Hierarki Pengelolaan Sampah terhadap realitas kehidupan:

Permasalahan sampah di Indonesia saat ini masih menjadi tantangan besar. Timbulan sampah di Indonesia diperkirakan mencapai sekitar 33,6 juta ton per tahun. Dari jumlah tersebut, sekitar 39,91% atau 13,4 juta ton tidak terkelola dengan baik, yang berpotensi mencemari lingkungan dan membahayakan kesehatan masyarakat. Pemerintah Indonesia menargetkan penyelesaian 50% permasalahan sampah nasional pada tahun 2025 dan 100% pada tahun 2029. Namun, pencapaian target ini menghadapi berbagai tantangan, termasuk keterbatasan infrastruktur dan partisipasi masyarakat. Partisipasi aktif masyarakat dalam memilah dan mengelola sampah masih rendah. Di sisi lain, pemerintah daerah menghadapi keterbatasan anggaran dan kapasitas dalam mengelola sampah secara efektif.

Prinsip hirarki pengelolaan limbah adalah suatu prinsip yang memberikan pedoman tentang tahapan-tahapan dalam pengelolaan limbah mulai dari yang lebih prioritas hingga yang tidak prioritas. Berbagai perjanjian lingkungan internasional, yaitu Konvensi Basel dan Konvensi Stockholm, serta peraturan pengelolaan limbah di berbagai negara, seperti Directive 2006/12 dan Directive 2000/76 European Community mengharuskan penghormatan terhadap prinsip ini. Peraturan perundangundangan Indonesia, seperti Undang-undang Nomor 18 tahun 1999 tentang Pengelolaan Sampah dan Peraturan Pemerintah (PP) Nomor 18/1999 jo PP 85/1999 tentang Pengelolaan Limbah Bahan Berbahaya dan Beracun (B3) juga menegaskan prinsip yang sama. Upaya pengelolaan pertama akan berpengaruh pada keberhasilan dari upaya pengelolaan kedua dan selanjutnya. Dengan demikian diharapkan melalui penerapan prinsip hirarki pengelolaan limbah ini dapat mengurangi jumlah limbah secara signifikan mulai dari sumbernya sampai ke tempat pembuangan akhir.
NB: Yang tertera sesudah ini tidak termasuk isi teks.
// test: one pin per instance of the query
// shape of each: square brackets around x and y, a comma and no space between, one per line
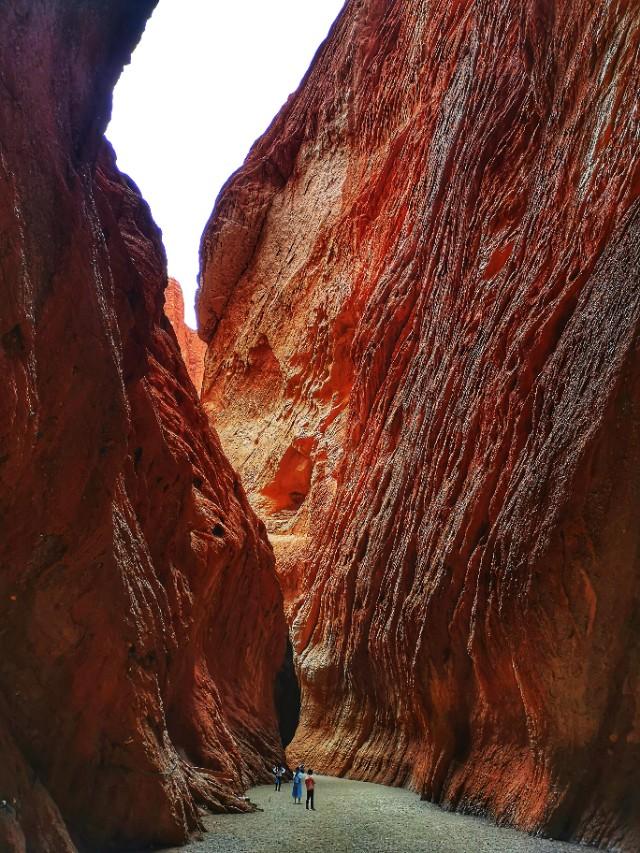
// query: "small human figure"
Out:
[310,784]
[278,773]
[296,791]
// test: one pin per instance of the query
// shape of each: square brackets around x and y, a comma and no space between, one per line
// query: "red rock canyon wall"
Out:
[422,303]
[141,621]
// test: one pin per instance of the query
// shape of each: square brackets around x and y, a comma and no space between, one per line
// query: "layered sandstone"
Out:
[141,622]
[191,347]
[422,304]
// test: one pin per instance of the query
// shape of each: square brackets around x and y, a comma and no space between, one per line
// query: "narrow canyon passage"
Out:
[358,817]
[406,435]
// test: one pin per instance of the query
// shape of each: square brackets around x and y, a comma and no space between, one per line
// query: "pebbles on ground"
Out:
[358,817]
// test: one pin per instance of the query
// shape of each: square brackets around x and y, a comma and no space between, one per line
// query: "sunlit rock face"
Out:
[141,622]
[191,347]
[422,300]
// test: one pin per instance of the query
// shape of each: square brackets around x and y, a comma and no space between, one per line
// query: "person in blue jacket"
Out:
[296,791]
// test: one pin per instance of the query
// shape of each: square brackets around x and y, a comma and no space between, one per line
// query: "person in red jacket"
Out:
[310,784]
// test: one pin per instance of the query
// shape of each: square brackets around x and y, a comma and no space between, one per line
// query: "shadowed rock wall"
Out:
[141,622]
[421,296]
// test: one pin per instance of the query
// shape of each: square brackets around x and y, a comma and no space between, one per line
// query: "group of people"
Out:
[298,777]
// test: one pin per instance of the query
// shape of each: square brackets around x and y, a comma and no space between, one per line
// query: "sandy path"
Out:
[357,817]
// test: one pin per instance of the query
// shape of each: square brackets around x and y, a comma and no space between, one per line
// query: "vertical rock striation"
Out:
[141,622]
[421,296]
[191,347]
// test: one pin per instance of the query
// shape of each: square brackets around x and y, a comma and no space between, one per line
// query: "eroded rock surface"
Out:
[141,622]
[422,300]
[191,347]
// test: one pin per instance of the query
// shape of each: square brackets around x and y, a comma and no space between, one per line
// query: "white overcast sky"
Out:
[204,82]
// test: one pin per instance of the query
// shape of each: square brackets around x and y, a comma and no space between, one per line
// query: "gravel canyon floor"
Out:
[359,817]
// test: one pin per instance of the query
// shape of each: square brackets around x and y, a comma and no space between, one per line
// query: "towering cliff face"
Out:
[141,622]
[421,297]
[191,347]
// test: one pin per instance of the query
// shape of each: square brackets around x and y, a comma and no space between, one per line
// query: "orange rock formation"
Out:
[141,622]
[422,301]
[191,347]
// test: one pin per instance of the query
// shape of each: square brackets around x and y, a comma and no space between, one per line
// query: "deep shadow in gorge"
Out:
[287,698]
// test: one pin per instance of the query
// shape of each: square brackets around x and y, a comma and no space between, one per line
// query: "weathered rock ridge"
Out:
[141,622]
[421,296]
[191,347]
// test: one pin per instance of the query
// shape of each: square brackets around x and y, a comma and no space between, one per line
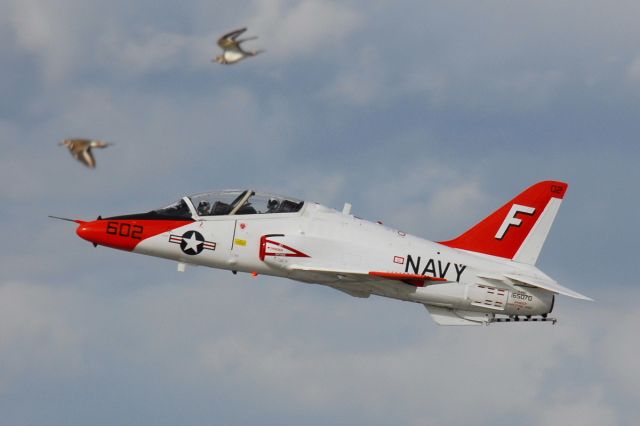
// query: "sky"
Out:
[425,115]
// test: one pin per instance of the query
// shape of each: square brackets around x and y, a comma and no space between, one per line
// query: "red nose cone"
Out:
[91,231]
[125,234]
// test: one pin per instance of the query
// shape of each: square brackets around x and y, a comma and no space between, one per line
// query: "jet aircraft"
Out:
[485,275]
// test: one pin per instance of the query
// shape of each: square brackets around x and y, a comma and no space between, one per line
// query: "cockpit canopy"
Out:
[231,202]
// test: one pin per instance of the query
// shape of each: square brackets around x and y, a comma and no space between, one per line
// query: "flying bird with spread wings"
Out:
[81,149]
[232,49]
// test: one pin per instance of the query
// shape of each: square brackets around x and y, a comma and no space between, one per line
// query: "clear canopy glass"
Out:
[239,202]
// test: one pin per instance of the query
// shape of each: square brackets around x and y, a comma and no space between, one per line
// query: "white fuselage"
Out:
[321,245]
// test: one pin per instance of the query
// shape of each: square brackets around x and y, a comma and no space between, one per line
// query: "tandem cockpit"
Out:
[229,203]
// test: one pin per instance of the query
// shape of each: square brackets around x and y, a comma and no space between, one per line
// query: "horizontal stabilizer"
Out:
[549,285]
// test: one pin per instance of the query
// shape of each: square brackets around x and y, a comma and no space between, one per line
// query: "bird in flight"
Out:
[232,50]
[81,149]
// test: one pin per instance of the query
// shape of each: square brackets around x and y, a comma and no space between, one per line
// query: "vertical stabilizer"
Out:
[518,229]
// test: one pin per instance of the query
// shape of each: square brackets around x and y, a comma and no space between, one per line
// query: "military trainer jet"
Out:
[485,275]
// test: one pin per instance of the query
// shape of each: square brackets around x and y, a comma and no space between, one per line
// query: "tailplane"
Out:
[518,229]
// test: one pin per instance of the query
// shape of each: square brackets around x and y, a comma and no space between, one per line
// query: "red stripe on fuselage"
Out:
[125,234]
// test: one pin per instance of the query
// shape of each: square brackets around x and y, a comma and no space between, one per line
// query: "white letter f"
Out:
[511,219]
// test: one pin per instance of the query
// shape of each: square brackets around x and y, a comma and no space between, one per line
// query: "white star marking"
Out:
[192,243]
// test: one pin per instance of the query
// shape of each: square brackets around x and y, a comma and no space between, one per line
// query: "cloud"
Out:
[187,331]
[307,27]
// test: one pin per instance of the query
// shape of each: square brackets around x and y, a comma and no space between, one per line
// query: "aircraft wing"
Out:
[547,284]
[415,280]
[357,283]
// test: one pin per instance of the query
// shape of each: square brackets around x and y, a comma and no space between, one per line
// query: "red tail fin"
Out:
[518,229]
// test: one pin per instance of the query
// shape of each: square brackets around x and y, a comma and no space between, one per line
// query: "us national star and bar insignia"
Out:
[192,242]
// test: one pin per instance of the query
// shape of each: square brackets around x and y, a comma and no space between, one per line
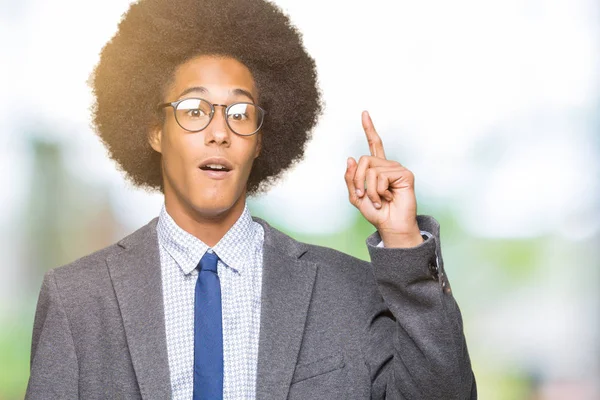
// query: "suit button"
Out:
[433,269]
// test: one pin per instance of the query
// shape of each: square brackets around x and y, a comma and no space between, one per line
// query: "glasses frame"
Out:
[226,108]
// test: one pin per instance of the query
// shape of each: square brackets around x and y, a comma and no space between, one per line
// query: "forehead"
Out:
[221,76]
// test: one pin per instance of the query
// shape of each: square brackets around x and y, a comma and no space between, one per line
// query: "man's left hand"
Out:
[383,191]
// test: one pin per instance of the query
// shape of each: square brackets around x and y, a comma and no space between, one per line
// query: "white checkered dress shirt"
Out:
[240,273]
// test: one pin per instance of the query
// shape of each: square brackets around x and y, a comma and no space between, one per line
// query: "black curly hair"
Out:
[156,36]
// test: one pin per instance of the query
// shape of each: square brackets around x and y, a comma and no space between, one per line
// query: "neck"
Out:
[207,225]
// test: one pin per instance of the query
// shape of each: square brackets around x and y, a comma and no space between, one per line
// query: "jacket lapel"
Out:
[287,284]
[136,276]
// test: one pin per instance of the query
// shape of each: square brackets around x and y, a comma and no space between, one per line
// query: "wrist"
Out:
[401,239]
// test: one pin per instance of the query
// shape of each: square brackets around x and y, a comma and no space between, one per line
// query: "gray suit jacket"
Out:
[332,326]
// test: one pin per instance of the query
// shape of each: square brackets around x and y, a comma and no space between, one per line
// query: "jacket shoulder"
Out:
[93,265]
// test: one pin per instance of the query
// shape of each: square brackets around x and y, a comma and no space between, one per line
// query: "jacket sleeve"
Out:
[54,369]
[416,346]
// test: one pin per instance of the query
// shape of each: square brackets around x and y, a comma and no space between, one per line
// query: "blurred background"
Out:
[494,105]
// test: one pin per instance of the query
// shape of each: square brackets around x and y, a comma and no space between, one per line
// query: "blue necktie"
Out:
[208,332]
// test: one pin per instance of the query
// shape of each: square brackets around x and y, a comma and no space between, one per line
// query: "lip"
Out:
[217,175]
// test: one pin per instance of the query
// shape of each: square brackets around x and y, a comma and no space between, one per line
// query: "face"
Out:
[192,184]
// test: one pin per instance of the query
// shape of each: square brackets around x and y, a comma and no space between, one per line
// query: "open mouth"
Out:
[215,167]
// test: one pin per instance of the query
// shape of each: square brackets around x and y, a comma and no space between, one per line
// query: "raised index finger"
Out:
[375,143]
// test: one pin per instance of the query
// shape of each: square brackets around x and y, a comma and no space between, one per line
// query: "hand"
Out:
[389,201]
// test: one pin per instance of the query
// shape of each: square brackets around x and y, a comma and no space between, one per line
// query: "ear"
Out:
[258,145]
[155,139]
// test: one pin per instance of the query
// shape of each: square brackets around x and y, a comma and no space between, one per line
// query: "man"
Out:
[210,101]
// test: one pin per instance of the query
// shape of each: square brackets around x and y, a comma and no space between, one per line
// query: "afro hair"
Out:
[156,36]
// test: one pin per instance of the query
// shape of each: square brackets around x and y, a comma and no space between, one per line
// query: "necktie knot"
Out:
[209,262]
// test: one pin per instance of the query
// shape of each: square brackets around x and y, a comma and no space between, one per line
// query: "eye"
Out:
[195,113]
[238,116]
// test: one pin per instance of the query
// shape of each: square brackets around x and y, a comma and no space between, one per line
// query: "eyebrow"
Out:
[203,90]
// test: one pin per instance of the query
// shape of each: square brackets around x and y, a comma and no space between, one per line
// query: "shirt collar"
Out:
[235,249]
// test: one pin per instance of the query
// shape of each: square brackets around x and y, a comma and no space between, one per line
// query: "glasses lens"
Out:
[244,118]
[193,114]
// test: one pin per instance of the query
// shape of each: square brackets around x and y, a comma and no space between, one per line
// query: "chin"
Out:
[214,206]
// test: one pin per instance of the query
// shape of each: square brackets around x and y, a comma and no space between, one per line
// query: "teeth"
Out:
[215,166]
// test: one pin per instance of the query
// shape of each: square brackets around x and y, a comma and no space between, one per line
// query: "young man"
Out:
[210,101]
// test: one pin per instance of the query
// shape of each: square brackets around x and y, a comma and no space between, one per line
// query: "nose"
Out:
[217,130]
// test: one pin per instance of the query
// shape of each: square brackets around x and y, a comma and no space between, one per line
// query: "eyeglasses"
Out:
[195,114]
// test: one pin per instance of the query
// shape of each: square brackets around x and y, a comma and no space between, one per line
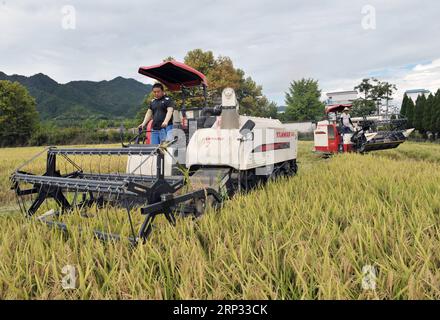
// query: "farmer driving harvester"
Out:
[161,111]
[346,123]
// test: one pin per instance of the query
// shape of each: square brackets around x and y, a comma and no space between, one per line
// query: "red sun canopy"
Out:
[174,75]
[337,107]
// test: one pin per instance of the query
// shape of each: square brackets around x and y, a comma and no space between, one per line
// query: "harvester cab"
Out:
[330,137]
[212,155]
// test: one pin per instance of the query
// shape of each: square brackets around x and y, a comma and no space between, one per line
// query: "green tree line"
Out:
[424,114]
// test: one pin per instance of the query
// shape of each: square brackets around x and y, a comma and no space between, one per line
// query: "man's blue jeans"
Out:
[158,136]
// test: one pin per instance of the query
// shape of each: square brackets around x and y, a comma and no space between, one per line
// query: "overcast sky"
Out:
[274,42]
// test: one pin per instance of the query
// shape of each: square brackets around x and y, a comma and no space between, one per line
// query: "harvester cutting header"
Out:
[208,158]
Metode hierarki pengelolaan limbah dari yang paling ramah lingkungan hingga yang paling tidak disarankan. Hierarki ini terdiri dari enam tingkatan yaitu

  1. Pencegahan (Prevention) yaitu Langkah pertama dan paling disarankan adalah mencegah timbulnya limbah. Hal ini dapat dilakukan melalui perubahan perilaku, teknologi, dan kebijakan yang mengurangi jumlah limbah sejak awal. Contohnya memilih produk dengan kemasan minimal dan menerapkan desain produk yang ramah lingkungan.
  2. Pengurangan (Reduce) yaitu Mengurangi jumlah sampah yang dihasilkan. Contohnya adalah Menghindari penggunaan sedotan plastik dan alat makan sekali pakai.
  3. Penggunaan kembali (Reuse) yaitu Menggunakan kembali barang agar tidak cepat menjadi sampah. Contohnya Menjadikan botol bekas sebagai pot tanaman atau wadah penyimpanan.
  4. Daur ulang (Recycle) yaitu Metode Mengolah limbah menjadi barang baru yang berguna. Contohnya adalah Mengumpulkan kertas bekas dan mengirimkannya ke bank sampah atau pusat daur ulang.
  5. Insinerasi (Pembakaran): Proses pembakaran limbah pada suhu tinggi untuk mengurangi volume limbah dan menghasilkan energi. Meskipun efektif, metode ini dapat menghasilkan emisi gas berbahaya jika tidak dikelola dengan baik. Contohnya Menggunakan biodigester rumah tangga untuk mengubah limbah dapur menjadi biogas.
  6. Pembuangan ke TPA (Landfill): Metode terakhir dan paling tidak disarankan adalah membuang limbah ke tempat pembuangan akhir. Limbah yang dibuang ke TPA cenderung tidak terurai dengan cepat dan dapat mencemari lingkungan selama puluhan atau bahkan ratusan tahun.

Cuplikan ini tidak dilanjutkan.